PSMC6 was validated as a BTZ-sensitive gene. (A) A pair of sgRNAs targeting intron region flanking Exon 1. (B) PSMC6 exon 1 deletion was validated by PCR for two cloned cells. (C) PSMC6 expression levels detected by quantitative PCR. (D) Sanger sequencing analyze cloned RPMI8226 cells deleted PSMC6. PCR amplified PSMC6 exon 1 region and cloned into T-vector. Then purified plasmid was analyzed by Sanger sequencing. (E) MTT assay for cloned RPMI8226 cells (clone A and B) deleted PSMC6. The cells were treated with BTZ for 72 hours.
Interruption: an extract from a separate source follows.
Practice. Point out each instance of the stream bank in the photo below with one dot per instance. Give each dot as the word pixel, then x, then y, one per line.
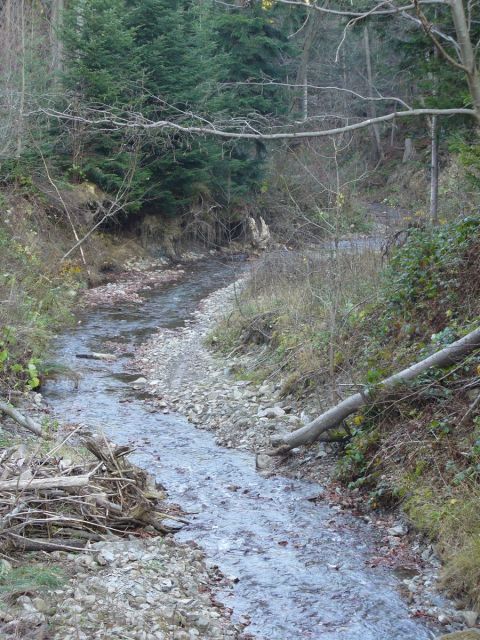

Control=RPMI8226 cells infected with lenti-vector with non-specific sgRNA. (F) Over expression of PSMC6 with HA tag in cloned PSMC6 deficiency cells. (G) Over expression of PSMC6 wild type or with HA tag rescues the phenotype of PSMC6 deficiency. NS= non-specific sgRNA control. bortezomib (BTZ). Vector=empty lentivirus vector. PSMC6HA=lentivirus expressing PSMC6 with HA tag.

Figure 4

MM cells without PSMC6 have no significant difference in sensitivity to others chemicals tested. Cloned RPMI8226 deleted for PSMC6 by CRISPR sgRNA (PSMC6Cr5+6) were tested for response to different chemicals assayed by MTT (72 hours treatment). (A) Dexmethasone. (B) Melphalan. (C) Tunicamycin. (D) Staurosporine.

Figure 5

MM cells without PSMC6 showed resistance to bortezomib (BTZ) induced apoptosis. (A) Cell-based, chymotrypsin-like activity assay on cell with or without PSMC6 without treatment with BTZ. (B) Cell-based, chymotrypsin-like activity assay. The cells were treated with BTZ for 24 hours. (C) Caspase 3/7 activity detected by luminescent assay. The cells were treated with BTZ for 24 hours. (D) Caspase 8 p55/53 and cleaved caspase 8 p43/41 detection by Western blot. The cells were treated with BTZ for 24 hours.

Figure 6

Expression of SQTM1/p62, VCP/p97, and UFD1 in RPMI8226 and KMS 11 cells with or without PSMC6 treated with BTZ. Cloned RPMI8226 or KMS11 cells (clone A and B) deleted PSMC6 and Control cells infected with non-specific sgRNA (NS) treated with BTZ at 10 or 50 nM for 4 hours. The proteins expression was detected by western blot and analyzed by ImageJ software (numbers below the Figure 6 blots are normalized to GAPDH and untreated control).

Figure 7

Deficiency of PSMC1-PSMC5 also results in resistance to bortezomib (BTZ) treatment. The cells were infected with lentivirus including three sgRNAs for each gene. The infected cells were treated with BTZ at concentration of 4, 5, and 6 nM 72 hours after infection. The cells that survived to the highest concentration for drug treatment were tested for response to BTZ assayed by MTT (72 hours treatment). (A) RPMI8226 cells. (B) KMS11 cells.